What keeping content connected actually looks like
The core problem is the absence of a signal layer between your product releases and your documentation. When something ships, nothing automatically flags which articles might be affected. So documentation gets updated based on customer complaints, gut feel, or whenever someone has time, which is rarely a reliable system.
Building that signal layer doesn’t have to be complicated. At its simplest, it means:
Mapping your high-traffic articles to your product areas. Which articles cover billing? Which cover onboarding? Which cover the features that change most often? Once you have that map, you can cross-reference it against each release and make a considered judgment about what needs updating.
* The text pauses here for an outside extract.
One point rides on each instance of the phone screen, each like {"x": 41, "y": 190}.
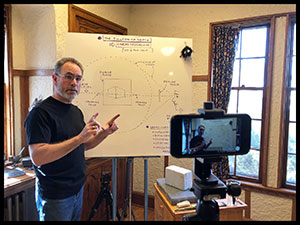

Treating detection as the constraint. Most teams spend their energy on writing and rewriting. But the harder part, and the part that creates the backlog, is knowing what needs attention in the first place. Solve detection and the actual update work becomes fast and manageable.
Making translation a first-class concern, not an afterthought. If you have content in multiple languages, treat each language version as a separate maintenance obligation, not a copy of the English one. Track which versions are behind, and by how many releases.
If you want to see where your own help centre or knowledge base stands, Evergreen audits your content against your recent releases and surfaces exactly what’s drifted: stale articles, translation gaps, and structural gaps your customers are already finding. Generate your free report →
The short version
A help centre is customer-facing. A knowledge base can be internal or external. Most teams run both, on overlapping tools, with inconsistent terminology.
But whichever you’re working with, the problem worth solving isn’t the label. It’s keeping the content accurate as your product evolves. That’s where most teams are losing time, eroding customer trust, and creating support volume they could otherwise avoid.
The distinction matters less than the discipline. And the discipline is easier when you know exactly what’s fallen behind.